One of their last “goodnights”.

My mom passed, the family dispersed from my house, and I waited for Heather to ask where she was.  She never did.  I was floored, since perseveration is one of Heather’s strongest traits, and I had been expecting an onslaught of “Where Kristen?”  I showed her pictures, she refused to look. I gave her my mom’s reading glasses because she loves wearing glasses, but she refused to take them. I showed her videos, she got mad at me.  She never said anything else. Fast forward 3 months, she woke up one morning and randomly I hear, “where Kristen?”.  It had taken her months to ask the question, perhaps months to even be able to talk about it.  “Kristen was sick. She died. Dead. She’s in heaven now.” Her response?  “Ok”.  A few months later, we were watching TV, and there was a Dr. on the show. We ended up having a WHOLE conversation about my mom and the hospital, and Dr’s, and we sang the songs my mom used to sing to her and we looked at pictures and videos. It finally felt like she understood, and was ok.

This past month, we had to put down our family dog. The dog who’d been in our family for 10 years, and was very much a part of our household. There were tears from all our family members, and we tried to tell Heather, now that she might have some understanding of death, that the dog wasn’t coming back because he was sick.  She wouldn’t pet him, and wouldn’t say goodbye. I assumed that Heather would respond similarly to when my mom died, and that in a few months, we’d have a chat about the dog.  But, heartbroken from the vet, I walked into the house, and she immediately asked, “Where Chico?”. WHAT? Now? Now she wants to talk about him? We told her the same thing- Chico is dead, he was too sick, and he won’t be back. She loves to look at pictures of him, and even 4 weeks later, she asks about him daily.


Heather and Chico

The point is, no matter how we prepare, or don’t prepare, we don’t know how someone will respond to death. We don’t know how they will grieve, or not grieve.  All we can do is what we do every day: try as best we can to help them understand and deal with the circumstances.  Support them in whatever ways they choose to grieve, and offer coping skills and ideas that may help.  We can’t guess how someone will feel, what they’ll need, or determine how they should grieve. On top of that, since each circumstance is different, we can’t even determine how they will grieve each time they need to. We can only support after the fact.

Below you’ll find some resources that may help you when you need them.

Losing a Pet in an Autistic Household


There’s Not Enough “Me”

Things have been rough around here the past few months.  In January, my mother received a terminal diagnosis and began experimental treatments. In February, I got married, and my little family of Heather and I grew by 3.  In March, after multiple hospital and rehab stays, my mother stopped the experimental treatments and came home to be cared for.  Shortly after that, Heather was informed that as of April 1 she would no longer have access to the 11 hours of adult support services she receives each week.  Yes… 11 hrs… per week…

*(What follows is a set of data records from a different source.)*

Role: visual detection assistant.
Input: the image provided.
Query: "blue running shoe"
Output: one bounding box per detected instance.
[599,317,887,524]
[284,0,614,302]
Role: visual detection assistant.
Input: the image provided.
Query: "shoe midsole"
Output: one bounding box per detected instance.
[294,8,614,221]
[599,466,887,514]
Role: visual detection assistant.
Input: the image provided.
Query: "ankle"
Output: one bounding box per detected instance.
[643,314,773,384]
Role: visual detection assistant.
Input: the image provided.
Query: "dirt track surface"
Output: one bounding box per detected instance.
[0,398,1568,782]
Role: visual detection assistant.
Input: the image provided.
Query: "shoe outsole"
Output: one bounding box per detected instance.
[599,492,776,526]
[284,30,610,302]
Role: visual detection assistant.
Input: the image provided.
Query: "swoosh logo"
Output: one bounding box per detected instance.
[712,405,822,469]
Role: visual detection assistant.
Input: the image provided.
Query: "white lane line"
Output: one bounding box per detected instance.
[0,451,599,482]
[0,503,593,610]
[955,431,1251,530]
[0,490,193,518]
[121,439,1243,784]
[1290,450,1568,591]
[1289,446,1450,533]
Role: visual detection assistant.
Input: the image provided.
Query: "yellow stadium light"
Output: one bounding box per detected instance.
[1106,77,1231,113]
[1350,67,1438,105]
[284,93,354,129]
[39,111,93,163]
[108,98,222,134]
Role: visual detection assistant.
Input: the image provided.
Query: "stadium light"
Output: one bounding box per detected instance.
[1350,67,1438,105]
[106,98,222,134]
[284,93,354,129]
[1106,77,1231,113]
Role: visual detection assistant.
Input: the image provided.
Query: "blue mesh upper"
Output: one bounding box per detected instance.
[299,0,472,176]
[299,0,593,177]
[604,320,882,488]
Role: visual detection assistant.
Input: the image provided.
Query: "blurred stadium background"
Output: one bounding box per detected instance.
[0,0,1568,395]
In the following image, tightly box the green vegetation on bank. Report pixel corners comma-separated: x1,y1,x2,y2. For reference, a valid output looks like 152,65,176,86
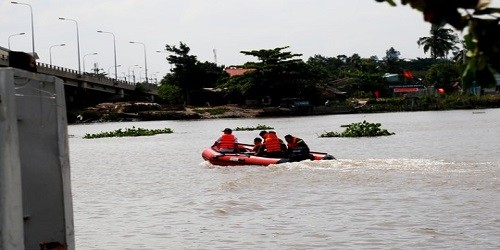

I feel a little bit like I’ve been banging my head against a wall.  I’m busier than ever, but mostly with things that need to be done over and over again.

One of my priorities has been ensuring that Heather is cared for when I can not be here.  Whether I’m working, or home caring for mom, making sure that Heather has appropriate support and activities to enjoy is a priority.

I spend what seems like hours each weekend calling my people, looking at my work schedule and Mom’s Dr schedule, making sure that someone is responsible for Heather during all hours of the day.  When I get a day or two arranged, there is a brief moment of relief, followed by the knowledge that there are still 3 days left in the week to figure out.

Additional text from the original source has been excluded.